The ZX10R continues the long tradition of Kawasaki's sofisticated
air intakes (ram-air as it calls them). In the later models (ZX10/6/14)
a NACA inlet that gradually increases its apperture is used. In
the previous generation of Kawasaki's sportbikes with the ZX12R
(look at the photo below) as the most recent example there was a
different approach. An inlet duct protrudes from the fairing in
order to receive air that is outside the boundary layer. Both versions
are positioned in the front of the fairing's nosecone in order to
maximise inlet's dynamic pressure. In the new ZX10R, as seen in
the photo tha NACA inlet is shaped with a raised lip where it meets
the fairing in order to reduce the turbulence that exist in the
boundary layer and to feed the engine with a more homogenous airflow.
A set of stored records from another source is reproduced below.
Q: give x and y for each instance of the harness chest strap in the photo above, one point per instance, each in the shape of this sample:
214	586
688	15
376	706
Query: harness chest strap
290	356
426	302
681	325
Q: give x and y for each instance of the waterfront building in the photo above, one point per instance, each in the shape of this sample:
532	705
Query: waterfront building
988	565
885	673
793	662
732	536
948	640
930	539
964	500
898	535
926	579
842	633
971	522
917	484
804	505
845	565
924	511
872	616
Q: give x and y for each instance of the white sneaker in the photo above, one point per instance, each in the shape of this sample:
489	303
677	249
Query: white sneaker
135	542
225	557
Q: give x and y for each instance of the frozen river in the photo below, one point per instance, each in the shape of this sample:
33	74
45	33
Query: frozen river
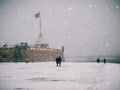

Polaris/Arctic Cat ATV tracks
Polaris and Arctic Cat presented in their stands tracked versions
of their big ATVs. The Polaris ATV used tracks made also by Polaris
while Arctic Cat had after market Tatou tracks. Both track kits
are bolt-on and very easy to mount and they give the ATVs exceptional
off road capabilities.The pressure that these tracks excersise to
the ground is very small enabling them to flow over soft terrain
(like snow or mud) while their very long ground trail can surpass
gaps and rocks without bouncing or wheel stuck. Friction and losses
have a huge impact in the speed and acceleration but these are vehicles
for a very specific use and at any time they can convert very easy
to normal ATVs.
Tatou's track kit seems lighter and there are versions avaliable
for off-road cars and even for minivans.
In both cases the ATVs have a double wishbone independant suspension
fron and rear. The rigid rear swingarm that many atv's and most
quads use in the rear axle wouldn't be the ideal solution because
these tracks need to be as vertical to the ground as possible and
double wishbones providing this optimum kinematic path are much
better suited. A rigid swingarm is depended a lot on the rear tyre
destortion for traction and these tracks wouldn't co-operate easily
The Buell XB series bikes aren't new (apart from the Ulysses version),
however they are very interesting and packed with inconventional
engineering and ingenious details. Apart from the belt final transmission,
the use of the frame and swingarm as fuel and oil tank respectively
and the low mounted exhaust a detail that is often is neglected
and only been taken as a design eccentricity is the rim mounted
single front disc brake.
Because of its huge size, one disk produces enough stopping power
and because the forces act mostly at the perimeter of the wheel
the wheel doesn't need to have a great torsional stiffness thus
it can be very light. The rear wheel is much heavier because apart
from the torque of the engine it has to sustain also the torsional
forces of the rear conventional brake.
The importance of the front discbrake to the overhaul dynamics of
the bike is that although the wheel is very light its rotating inertia
increases dramatically when the speed rises. So as the bike moves
faster the front wheel becomes more and more stable and this combined
with the very steep castor angle and small trail of the frame produce
a very agile bike that is stable enough at high speeds.